Beastie Boys - Rank The Albums

Saturday will be anniversary of Adam Yauch’s death. The Beastie Boys founder, film-maker, musician, rapper, humans rights activist and all-round legend died tragically from cancer aged 47 in 2012. Before his death, MC, along with Ad-Rock and Mike D, gave us some extraordinary music. Here NME staffers scrap it out over which of their records should be top of the pile. Agreeing on the best Beasties album is an impossible task – testament to their pedigree as well as their pioneering spirit. So we’ve got the team to put their cases forward for what they believe is the Beasties’ finest moment. Have a read, then let us know what you think.

Licensed To Ill (1986)

To me, the Beasties will always be the band for Vans/backpack-with-both-straps-wearing knobs who take pride in how much more into hip-hop than you they are. No offence to the Beasties or what is actually not a bad album, but rule Number 64 of life is: if you are at a party and someone puts on ‘Paul’s Boutique’ and rolls “a doobie”, get the fuck out of there as soon as possible. Either that, or put ‘Licensed To Ill’ on.
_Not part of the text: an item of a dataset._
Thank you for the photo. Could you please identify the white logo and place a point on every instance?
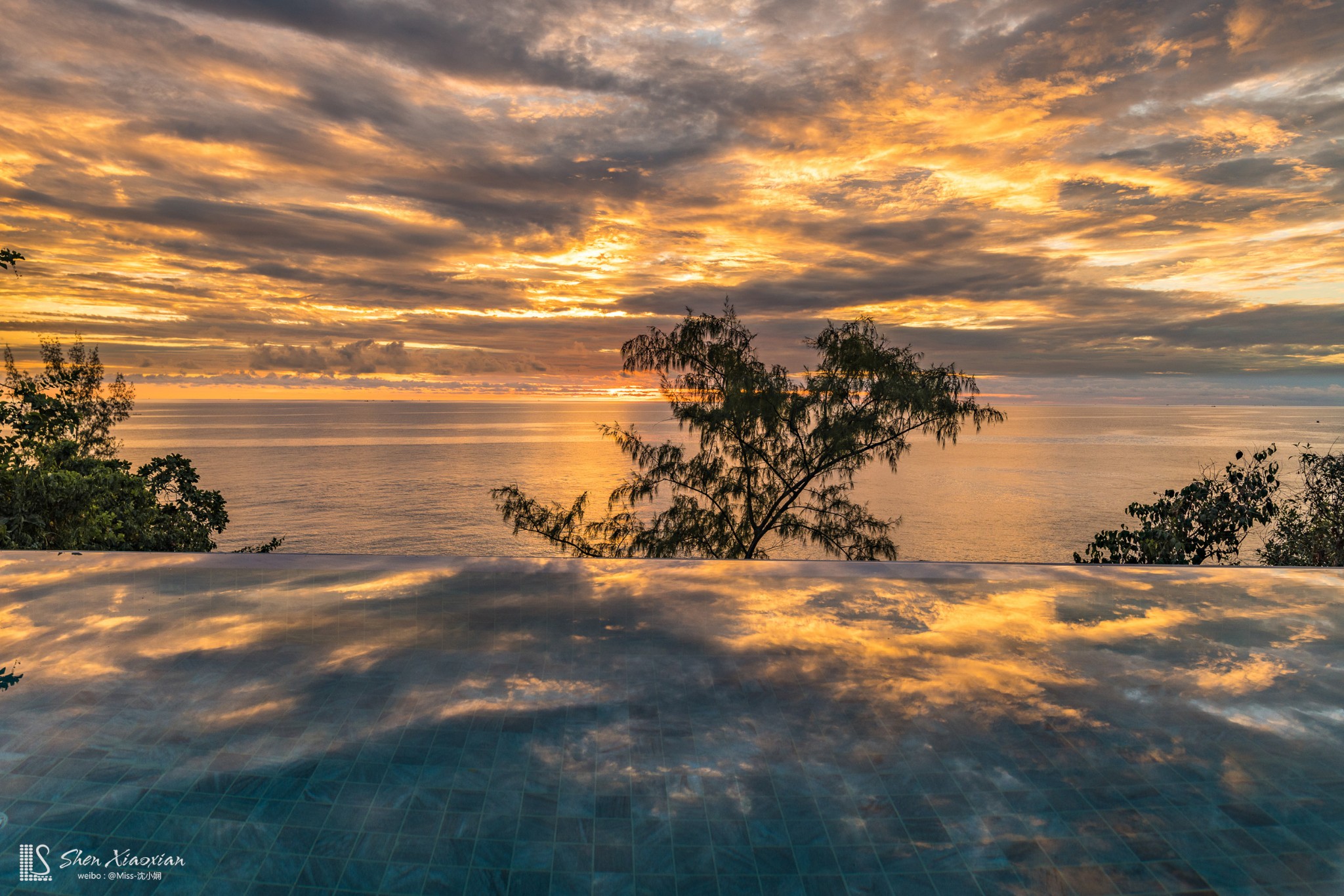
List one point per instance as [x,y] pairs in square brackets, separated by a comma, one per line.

Here’s what will happen: aforementioned purist guy (ALWAYS a guy) will start talking about how the Beasties themselves hate it (they don’t) and how it was just a joke at the expense of fratboys that got out of hand. Move away, because he will start on some unbelievably boring soliloquy about producer Rick Rubin’s seminal fusion of rap/metal, then start sighing about the existence of Fred Durst, and bollock on making excuses about how ‘Girls’ isn’t sexist, actually, it’s making fun of people being sexist. Meanwhile, everyone else in the house/venue/morgue, whether they’re a newborn baby, a pensioner or anything in between, will be carrying on like they’re a teenager who has just got drunk for the first time. Only true masterpieces bottle the best feelings in life like this, and that is why the Beasties’ debut will long outlive all their other work.

Best song: ‘(You Gotta) Fight For Your Right (To Party!)’

Hamish MacBain


Paul’s Boutique(1989)

I came to the Beastie Boys late. As a ’90s teenager who grew up listening to Oasis and Nirvana and who loved sitting in front of the TV watching the same tunes go round and round on MTV2, I was unprepared for the video to ‘Intergalactic’, the Beasties’ 1998 single from ‘Hello Nasty’. At the time I was ambivalent to hip-hop, but something about Ad-Rock, MCA and Mix Master Mike jumping about in white boiler suits with a giant robot hooked me in.

So I delved deep and got to ‘Paul’s Boutique’, where I stayed. Not because it captured New York City in 1989 or anything (I’d missed all that), but because more than any album I’d obsessed over since Kurt Cobain’s back catalogue, it showed me how to love music I’d previously never loved.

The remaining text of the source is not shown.